La medida de sus memorias es esa casa que pronto tendrá que dejar y que le significa tanto, entre otras cosas porque, después de años de combatir su esterilidad, allí nació Yamilé, allí le brotaron los dientes, allí dio sus primeros pasos, allí cumplió dos años rodeada de amiguitos, de allí salió rumbo a su kínder Abejitas.

América se acerca a la mimosa. Las gotas de lluvia pesan sobre los pétalos ondulados, graciosos, como la faldita que Yamilé se puso para el desfile de la primavera. Jacinto le tomó muchas fotografías. Las cuatro mejores están en el sitio más destacado de la sala. Cuando las descuelgue dejarán una sombra en la pared y luego, cuando todo sea demolido, no quedará ni huella de esa sombra. De su vida en La Malinche tampoco.

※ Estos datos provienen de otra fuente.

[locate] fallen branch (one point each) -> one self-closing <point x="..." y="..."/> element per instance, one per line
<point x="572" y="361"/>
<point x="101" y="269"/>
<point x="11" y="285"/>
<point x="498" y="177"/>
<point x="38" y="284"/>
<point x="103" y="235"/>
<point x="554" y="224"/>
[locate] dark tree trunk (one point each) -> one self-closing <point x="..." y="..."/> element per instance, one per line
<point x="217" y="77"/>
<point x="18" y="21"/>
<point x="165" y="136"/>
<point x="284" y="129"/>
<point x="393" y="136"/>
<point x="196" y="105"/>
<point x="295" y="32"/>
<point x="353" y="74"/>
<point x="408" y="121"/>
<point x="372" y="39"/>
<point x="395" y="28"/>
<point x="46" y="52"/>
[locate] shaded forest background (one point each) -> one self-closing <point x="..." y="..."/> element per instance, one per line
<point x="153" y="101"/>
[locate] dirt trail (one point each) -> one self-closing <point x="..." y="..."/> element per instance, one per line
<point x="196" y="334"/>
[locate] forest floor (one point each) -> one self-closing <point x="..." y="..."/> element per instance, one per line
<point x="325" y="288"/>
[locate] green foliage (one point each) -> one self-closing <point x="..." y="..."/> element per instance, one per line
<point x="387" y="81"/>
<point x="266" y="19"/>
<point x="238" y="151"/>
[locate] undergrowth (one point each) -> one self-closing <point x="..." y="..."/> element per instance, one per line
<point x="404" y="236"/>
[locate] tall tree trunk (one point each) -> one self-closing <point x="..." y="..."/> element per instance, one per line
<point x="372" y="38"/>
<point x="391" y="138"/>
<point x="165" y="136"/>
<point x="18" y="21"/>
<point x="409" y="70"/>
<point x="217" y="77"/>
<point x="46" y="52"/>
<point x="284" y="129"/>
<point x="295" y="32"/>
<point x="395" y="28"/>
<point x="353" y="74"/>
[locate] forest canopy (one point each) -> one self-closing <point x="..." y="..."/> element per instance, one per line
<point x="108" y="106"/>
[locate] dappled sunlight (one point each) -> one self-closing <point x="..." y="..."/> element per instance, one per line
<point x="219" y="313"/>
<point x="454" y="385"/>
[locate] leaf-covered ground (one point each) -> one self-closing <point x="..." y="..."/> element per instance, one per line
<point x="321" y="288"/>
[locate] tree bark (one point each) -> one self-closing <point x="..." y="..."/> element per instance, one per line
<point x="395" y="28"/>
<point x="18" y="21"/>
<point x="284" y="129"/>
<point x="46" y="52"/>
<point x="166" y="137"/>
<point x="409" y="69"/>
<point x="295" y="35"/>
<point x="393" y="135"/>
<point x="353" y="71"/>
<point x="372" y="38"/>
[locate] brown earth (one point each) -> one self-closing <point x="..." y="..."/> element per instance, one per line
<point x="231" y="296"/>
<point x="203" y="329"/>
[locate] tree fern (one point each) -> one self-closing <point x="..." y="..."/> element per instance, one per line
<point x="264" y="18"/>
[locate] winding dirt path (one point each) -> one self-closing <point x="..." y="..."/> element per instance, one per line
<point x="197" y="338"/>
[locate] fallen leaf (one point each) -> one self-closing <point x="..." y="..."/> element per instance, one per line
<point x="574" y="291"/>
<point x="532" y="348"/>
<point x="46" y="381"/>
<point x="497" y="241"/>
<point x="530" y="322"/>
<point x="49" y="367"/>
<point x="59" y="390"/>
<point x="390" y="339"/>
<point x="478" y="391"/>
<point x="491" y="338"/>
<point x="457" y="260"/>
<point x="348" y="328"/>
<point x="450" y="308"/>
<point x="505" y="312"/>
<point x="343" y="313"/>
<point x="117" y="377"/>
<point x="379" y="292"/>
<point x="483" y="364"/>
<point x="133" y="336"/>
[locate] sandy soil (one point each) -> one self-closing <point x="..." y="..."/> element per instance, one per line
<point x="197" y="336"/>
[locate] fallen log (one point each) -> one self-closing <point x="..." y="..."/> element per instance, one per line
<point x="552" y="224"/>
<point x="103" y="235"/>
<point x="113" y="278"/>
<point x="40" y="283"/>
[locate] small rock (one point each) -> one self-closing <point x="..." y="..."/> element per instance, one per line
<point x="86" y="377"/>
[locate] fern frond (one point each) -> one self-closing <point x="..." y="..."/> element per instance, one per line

Un silbido la sobresalta y la devuelve a la otra realidad de casas deshechas y calles con montones de escombros. Se parecen a las que ha visto en el periódico y son parte de ciudades bombardeadas en donde –según leyó con horror– flota un eterno olor a muerte.

Vuelve a oírse el silbido. América retrocede hacia lo que era la puerta y ahora es sólo un hueco que deja entrar ráfagas de viento y lluvia. América se detiene para ver por última vez la casa de los Hernández. De su vida allí quedan como únicas constancias sombras y clavos en las paredes, marcas en el piso, cables sueltos; al fondo, en la azotehuela, un lavadero, un trozo de jabón y una mimosa que resiste la lluvia.